PLoS Comput Biol. 2021 Dec 13;17(12):e1009650. doi: 10.1371/journal.pcbi.1009650. eCollection 2021 Dec.
Academic graphs are essential for communicating complex scientific ideas and results. To ensure that these graphs truthfully reflect underlying data and relationships, visualization researchers have proposed several principles to guide the graph creation process. However, the extent of violations of these principles in academic publications is unknown. In this work, we develop a deep learning-based method to accurately measure violations of the proportional ink principle (AUC = 0.917), which states that the size of shaded areas in graphs should be consistent with their corresponding quantities. We apply our method to analyze a large sample of bar charts contained in 300K figures from open access publications. Our results estimate that 5% of bar charts contain proportional ink violations. Further analysis reveals that these graphical integrity issues are significantly more prevalent in some research fields, such as psychology and computer science, and some regions of the globe. Additionally, we find no temporal and seniority trends in violations. Finally, apart from openly releasing our large annotated dataset and method, we discuss how computational research integrity could be part of peer-review and the publication processes.

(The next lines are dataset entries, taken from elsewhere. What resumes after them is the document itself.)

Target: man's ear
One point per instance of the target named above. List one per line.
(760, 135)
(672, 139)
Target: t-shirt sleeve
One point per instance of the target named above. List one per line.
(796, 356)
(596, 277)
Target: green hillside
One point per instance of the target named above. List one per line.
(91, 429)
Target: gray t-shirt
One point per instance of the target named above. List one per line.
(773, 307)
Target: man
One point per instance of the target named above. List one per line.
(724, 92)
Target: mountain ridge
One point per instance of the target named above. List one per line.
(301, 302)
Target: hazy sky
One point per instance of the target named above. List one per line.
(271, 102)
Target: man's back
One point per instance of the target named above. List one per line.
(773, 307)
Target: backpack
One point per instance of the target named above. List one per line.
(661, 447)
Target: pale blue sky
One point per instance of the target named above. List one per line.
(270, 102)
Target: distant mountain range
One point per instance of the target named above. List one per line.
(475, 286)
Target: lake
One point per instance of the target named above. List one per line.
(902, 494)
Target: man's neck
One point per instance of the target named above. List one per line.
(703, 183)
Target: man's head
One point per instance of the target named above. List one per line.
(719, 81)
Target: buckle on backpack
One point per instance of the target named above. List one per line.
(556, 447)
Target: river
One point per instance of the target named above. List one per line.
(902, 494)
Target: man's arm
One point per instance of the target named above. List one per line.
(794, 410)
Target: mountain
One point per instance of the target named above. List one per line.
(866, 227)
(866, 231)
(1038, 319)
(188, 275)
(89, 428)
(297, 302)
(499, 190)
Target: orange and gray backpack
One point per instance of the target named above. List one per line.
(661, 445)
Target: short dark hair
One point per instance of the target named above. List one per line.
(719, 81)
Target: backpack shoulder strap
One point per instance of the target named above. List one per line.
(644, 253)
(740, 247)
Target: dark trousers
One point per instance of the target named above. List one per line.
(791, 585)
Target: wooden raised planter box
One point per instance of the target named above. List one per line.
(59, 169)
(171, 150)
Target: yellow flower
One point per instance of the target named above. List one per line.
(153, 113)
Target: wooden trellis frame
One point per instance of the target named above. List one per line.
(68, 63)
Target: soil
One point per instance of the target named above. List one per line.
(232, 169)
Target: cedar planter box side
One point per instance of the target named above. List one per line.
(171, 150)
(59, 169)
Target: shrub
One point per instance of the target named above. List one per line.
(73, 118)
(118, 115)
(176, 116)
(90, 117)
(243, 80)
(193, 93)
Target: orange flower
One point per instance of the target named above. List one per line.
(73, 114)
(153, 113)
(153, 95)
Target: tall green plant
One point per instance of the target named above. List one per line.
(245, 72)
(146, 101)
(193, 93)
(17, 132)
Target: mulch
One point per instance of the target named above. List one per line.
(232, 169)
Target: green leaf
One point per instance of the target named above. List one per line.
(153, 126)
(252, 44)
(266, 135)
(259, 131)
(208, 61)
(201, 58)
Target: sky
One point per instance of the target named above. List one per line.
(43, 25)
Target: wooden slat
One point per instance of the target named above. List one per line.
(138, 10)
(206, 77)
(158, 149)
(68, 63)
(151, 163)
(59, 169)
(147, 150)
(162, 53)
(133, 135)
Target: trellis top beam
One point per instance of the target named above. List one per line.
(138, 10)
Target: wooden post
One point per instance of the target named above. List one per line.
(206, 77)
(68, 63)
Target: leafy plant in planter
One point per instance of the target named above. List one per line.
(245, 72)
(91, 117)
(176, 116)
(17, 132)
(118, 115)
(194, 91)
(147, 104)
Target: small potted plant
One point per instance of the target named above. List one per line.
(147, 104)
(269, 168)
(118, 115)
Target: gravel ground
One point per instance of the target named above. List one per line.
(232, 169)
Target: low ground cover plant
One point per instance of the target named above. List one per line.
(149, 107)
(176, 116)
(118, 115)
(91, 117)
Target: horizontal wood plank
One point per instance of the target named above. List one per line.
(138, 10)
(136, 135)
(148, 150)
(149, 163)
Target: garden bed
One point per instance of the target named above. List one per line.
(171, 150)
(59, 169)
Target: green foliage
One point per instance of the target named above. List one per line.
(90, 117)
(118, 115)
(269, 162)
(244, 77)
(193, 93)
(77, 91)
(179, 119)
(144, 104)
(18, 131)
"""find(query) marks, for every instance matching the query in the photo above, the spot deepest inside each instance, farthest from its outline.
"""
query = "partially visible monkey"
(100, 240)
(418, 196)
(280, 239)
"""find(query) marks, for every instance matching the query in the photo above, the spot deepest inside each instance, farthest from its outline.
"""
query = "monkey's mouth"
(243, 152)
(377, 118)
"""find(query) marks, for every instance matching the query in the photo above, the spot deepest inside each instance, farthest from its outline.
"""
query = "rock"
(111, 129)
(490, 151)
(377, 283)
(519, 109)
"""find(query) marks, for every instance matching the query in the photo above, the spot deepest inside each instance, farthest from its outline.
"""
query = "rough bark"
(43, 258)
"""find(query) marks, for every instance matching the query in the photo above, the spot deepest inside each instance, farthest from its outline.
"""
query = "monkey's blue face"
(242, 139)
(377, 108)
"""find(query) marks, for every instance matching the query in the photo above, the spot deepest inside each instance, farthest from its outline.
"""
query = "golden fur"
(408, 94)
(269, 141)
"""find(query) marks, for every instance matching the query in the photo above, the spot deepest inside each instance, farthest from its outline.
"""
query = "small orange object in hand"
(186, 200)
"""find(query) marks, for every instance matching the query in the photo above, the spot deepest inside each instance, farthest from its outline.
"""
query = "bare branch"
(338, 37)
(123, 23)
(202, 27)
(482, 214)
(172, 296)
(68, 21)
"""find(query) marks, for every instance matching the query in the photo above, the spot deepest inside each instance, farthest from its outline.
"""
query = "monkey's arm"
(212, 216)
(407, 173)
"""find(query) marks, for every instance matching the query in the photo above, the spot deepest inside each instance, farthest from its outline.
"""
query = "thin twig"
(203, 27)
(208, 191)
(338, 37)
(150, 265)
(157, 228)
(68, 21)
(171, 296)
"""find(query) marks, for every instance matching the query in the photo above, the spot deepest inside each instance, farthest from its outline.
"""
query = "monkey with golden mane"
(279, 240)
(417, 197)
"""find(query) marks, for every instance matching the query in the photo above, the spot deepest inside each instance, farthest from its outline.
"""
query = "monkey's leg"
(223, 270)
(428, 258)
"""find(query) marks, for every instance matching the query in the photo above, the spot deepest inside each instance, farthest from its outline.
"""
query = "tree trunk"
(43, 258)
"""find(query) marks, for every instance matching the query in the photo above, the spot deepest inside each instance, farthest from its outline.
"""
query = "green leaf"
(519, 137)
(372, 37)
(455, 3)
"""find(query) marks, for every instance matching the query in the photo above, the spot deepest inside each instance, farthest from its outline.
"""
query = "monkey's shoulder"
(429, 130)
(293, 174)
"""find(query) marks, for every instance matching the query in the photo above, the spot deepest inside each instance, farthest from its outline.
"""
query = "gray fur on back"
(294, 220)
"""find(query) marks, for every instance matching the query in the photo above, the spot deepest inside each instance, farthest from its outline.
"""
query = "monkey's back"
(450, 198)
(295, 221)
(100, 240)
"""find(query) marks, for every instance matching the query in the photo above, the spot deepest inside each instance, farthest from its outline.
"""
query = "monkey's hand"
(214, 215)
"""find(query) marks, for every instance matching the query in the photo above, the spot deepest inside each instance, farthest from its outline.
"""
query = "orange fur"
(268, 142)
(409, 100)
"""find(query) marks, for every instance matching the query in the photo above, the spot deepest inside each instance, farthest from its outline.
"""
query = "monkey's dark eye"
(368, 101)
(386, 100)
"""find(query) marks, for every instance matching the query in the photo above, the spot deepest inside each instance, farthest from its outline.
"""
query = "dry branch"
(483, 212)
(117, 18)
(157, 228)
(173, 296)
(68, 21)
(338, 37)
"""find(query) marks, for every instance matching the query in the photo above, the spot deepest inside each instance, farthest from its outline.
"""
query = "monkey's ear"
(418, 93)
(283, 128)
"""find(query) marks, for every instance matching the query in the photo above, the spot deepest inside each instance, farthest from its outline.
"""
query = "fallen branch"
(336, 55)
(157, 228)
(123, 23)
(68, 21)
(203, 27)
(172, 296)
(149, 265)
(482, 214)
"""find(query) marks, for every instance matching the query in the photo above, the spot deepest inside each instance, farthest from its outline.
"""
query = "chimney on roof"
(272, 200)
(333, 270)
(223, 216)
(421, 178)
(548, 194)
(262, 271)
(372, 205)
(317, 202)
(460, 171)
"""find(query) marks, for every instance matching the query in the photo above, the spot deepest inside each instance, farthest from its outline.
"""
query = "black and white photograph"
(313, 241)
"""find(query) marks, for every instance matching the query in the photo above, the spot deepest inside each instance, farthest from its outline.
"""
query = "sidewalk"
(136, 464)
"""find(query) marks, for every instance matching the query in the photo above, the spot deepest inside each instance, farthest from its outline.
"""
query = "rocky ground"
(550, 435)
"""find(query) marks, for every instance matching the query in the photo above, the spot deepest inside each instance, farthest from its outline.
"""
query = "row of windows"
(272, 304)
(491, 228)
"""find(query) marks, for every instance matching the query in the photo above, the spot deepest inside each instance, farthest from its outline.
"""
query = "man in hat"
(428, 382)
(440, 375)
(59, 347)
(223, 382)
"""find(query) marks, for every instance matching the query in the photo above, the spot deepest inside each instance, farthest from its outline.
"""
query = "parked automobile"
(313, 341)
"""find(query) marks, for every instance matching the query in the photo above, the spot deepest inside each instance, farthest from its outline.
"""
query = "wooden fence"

学术图表对于传达复杂的科学思想和结果至关重要。为了确保这些图表真实反映基础数据和关系,可视化研究人员提出了一些原则来指导图表创建过程。然而,学术出版物中违反这些原则的程度尚不清楚。在这项工作中,我们开发了一种基于深度学习的方法来准确测量违反比例墨水原则(AUC = 0.917)的程度,该原则规定图表中阴影区域的大小应与其对应的数量一致。我们应用我们的方法来分析从开放获取出版物的 30 万个图中包含的大量条形图。我们的结果估计,5%的条形图包含比例墨水违规。进一步的分析表明,这些图形完整性问题在某些研究领域(如心理学和计算机科学)和全球某些地区更为普遍。此外,我们没有发现违规行为存在时间和资历趋势。最后,除了公开发布我们的大型注释数据集和方法外,我们还讨论了计算研究诚信如何成为同行评审和出版过程的一部分。